A bill the American Lung Association of the Northeast strongly supported to prohibit smoking on and around hospital grounds and nursing homes throughout the state of New York was given final legislative passage by the state Senate last night.  The bill, sponsored by Assemblywoman Ellen Jaffee (D-Rockland) and Senator Jack Martins (R-Mineola), was passed by the Assembly earlier this week. The legislation will now go to Governor Andrew Cuomo for his consideration.  

"No one should be forced to walk through a toxic cloud of tobacco smoke in order to receive health care at their hospital or while trying to recuperate or stay well at a residential health care facility,” said Jeff Seyler, President & CEO at the American Lung Association of the Northeast. “That’s why the Lung Association led the effort to get this bill passed. The Surgeon General states there is no safe level of exposure to secondhand smoke and we applaud the Legislature for passing this important public health measure and urge Governor Cuomo to sign it into law."

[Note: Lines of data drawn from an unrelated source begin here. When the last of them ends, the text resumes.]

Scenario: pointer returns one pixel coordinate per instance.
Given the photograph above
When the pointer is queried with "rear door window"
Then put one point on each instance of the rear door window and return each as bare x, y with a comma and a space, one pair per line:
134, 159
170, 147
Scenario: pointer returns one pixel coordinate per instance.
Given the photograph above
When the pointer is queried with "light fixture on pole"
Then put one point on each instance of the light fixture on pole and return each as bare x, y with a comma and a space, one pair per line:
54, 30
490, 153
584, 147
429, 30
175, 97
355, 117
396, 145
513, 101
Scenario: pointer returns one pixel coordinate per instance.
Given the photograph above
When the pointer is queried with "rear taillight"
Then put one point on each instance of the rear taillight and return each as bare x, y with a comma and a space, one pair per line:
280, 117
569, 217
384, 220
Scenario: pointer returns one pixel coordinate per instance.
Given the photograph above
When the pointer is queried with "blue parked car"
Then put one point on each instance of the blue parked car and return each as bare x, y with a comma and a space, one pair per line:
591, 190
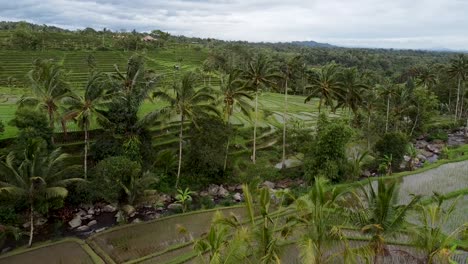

 “The facts are clear--secondhand smoke kills,” said Senator Martins.  “Health care facilities are the places we go to get treatment, heal and recover from serious illnesses.   They should not be the place where our health concerns start or are worsened.  Hospitals are also the places that should be setting the best example of positive health practices.  By banning smoking on hospital grounds and at other health care facilities, this bill will protect those living in, working at and visiting these facilities from exposure to the dangers of secondhand smoke.”

“We know that secondhand smoke is a killer, and there is nothing more effective or emblematic for the health of New Yorkers than making our healing facilities smokefree,” said Assemblymember Ellen Jaffee, Assembly sponsor of the bill. “I’m pleased that we were able to expand this important protection to hospitals and nursing homes,” Jaffee said.

The dangers of secondhand smoke are well documented. Secondhand smoke lingers in the air hours after cigarettes have been extinguished and can cause or exacerbate a wide range of adverse health effects. The smoke can trigger asthma episodes and can potentially increase the risk of heart attack.  Secondhand smoke exposure is responsible for 2,500 deaths in the state of New York annually.

According to the provisions of the bill, smoking will be prohibited on hospital campus grounds and within 15 feet of the property lines of hospitals and nursing homes.

The Lung Association noted that New York City enacted similar legislation in 2009.  Additionally, more than 100 hospitals across the state have adopted voluntary policies prohibiting smoking on their grounds. This legislation would standardize the policy and the enforcement mechanism and cover all hospitals in the state. 

The legislation prohibiting smoking on hospital grounds now goes to Governor Cuomo, for his consideration.  Once signed into law, the bill would take effect in 90 days.